Acórdão do Tribunal da Relação do Porto
Processo:
0310807
Nº Convencional: JTRP00001153
Relator: CASTRO RIBEIRO
Descritores: OFENSAS CORPORAIS VOLUNTARIAS
MOTIVAçãO
EXCLUSãO DA ILICITUDE
CONSENTIMENTO PRESUMIDO
Nº do Documento: RP199101230310807
Data do Acordão: 01/23/1991
Votação: UNANIMIDADE
Tribunal Recorrido: T COR PORTO 3J
Texto Integral: N
Privacidade: 1
Meio Processual: REC PENAL.
Decisão: NEGADO PROVIMENTO. CONFIRMADA A SENTENçA.
Área Temática: DIR CRIM - CRIM C/PESSOAS.
Legislação Nacional: CP82 ART14 N1 ART31 ART72 ART142 N1 ART46 N2.
Sumário: 1. Comete o crime do art. 142 n. 1 do Codigo Penal o agente que, sendo auxiliar de educação de um jardim-escola, agride voluntariamente um menor de 5 anos de idade, que frequentava esse estabelecimento, sem lhe causar ferimentos, tendo assim procedido por ter sido atingido num pe por um balde de plastico que a criança por brincadeira arremessou.
2. São uniformes a doutrina e jurisprudencia conhecidas no sentido de que o conceito de ofensa corporal previsto naquele normativo e etico-social, podendo existir sem qualquer lesão externa.
3. Ao agir de modo voluntario e consciente, ainda que tendo em vista aplicar um "castigo-correcção" ao menor por este a haver magoado, o agente actuou com dolo por isso que, representando a ideia de corrigir atrav:s do "castigo" corporal, agrediu ciente de que o ofendia.
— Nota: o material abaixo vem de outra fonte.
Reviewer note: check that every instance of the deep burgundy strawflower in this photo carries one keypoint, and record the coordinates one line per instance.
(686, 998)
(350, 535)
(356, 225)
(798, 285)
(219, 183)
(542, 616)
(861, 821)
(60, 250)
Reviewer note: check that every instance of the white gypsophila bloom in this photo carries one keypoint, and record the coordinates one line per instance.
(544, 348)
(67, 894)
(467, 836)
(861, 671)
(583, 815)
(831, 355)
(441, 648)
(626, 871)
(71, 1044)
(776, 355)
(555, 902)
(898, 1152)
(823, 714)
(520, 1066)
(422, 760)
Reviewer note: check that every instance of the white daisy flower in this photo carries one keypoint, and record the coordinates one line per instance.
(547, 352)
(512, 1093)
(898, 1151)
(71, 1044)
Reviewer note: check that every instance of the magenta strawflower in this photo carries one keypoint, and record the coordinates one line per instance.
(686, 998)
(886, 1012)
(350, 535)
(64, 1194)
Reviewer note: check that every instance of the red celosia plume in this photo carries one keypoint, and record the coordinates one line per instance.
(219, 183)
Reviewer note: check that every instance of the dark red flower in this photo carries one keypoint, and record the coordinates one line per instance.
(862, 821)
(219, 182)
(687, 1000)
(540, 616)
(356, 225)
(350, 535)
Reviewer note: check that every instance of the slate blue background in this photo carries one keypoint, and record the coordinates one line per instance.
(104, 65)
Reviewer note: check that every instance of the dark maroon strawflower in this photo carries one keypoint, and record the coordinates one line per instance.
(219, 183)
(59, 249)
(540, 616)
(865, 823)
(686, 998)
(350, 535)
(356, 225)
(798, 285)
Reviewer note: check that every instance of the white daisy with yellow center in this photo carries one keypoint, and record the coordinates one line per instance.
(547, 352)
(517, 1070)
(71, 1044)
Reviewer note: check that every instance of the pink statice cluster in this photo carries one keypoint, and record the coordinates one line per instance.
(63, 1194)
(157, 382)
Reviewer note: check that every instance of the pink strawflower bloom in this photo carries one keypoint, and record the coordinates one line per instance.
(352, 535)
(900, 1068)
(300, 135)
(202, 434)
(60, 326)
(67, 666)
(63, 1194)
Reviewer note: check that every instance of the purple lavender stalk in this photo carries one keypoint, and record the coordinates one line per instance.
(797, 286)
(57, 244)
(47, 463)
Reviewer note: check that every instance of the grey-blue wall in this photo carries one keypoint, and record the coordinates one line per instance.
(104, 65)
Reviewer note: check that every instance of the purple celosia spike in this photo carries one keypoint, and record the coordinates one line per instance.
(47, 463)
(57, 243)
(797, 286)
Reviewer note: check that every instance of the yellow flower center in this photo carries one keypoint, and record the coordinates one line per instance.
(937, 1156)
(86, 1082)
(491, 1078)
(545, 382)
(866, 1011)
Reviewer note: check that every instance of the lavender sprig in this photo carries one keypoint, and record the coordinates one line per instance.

4. Ao crime do art. 142 do Codigo Penal basta o dolo generico, sendo irrelevante, no que toca a sua caracterização tipica, que o agente tenha visado por meio da infligida ofensa corporal tambem corrigir o menor.
5. Prestando o agente apenas serviços como auxiliar de educação não lhe caberia funcionalmente suposta ou presumida legitimidade para corrigir qualquer criança do estabelecimento, mas sim a "educadora de infancia" responsavel; alias nunca o correctivo podia ser levado a cabo atraves de agressão corporal.
6. Mesmo que se admitisse competir-lhe o dever funcional ou presumido de corrigir, o agente sempre teria excedido ilicitamente o proposito correctivo, ate por nada autorizar a concluir que tenha havido um presumido consentimento dos pais da criança.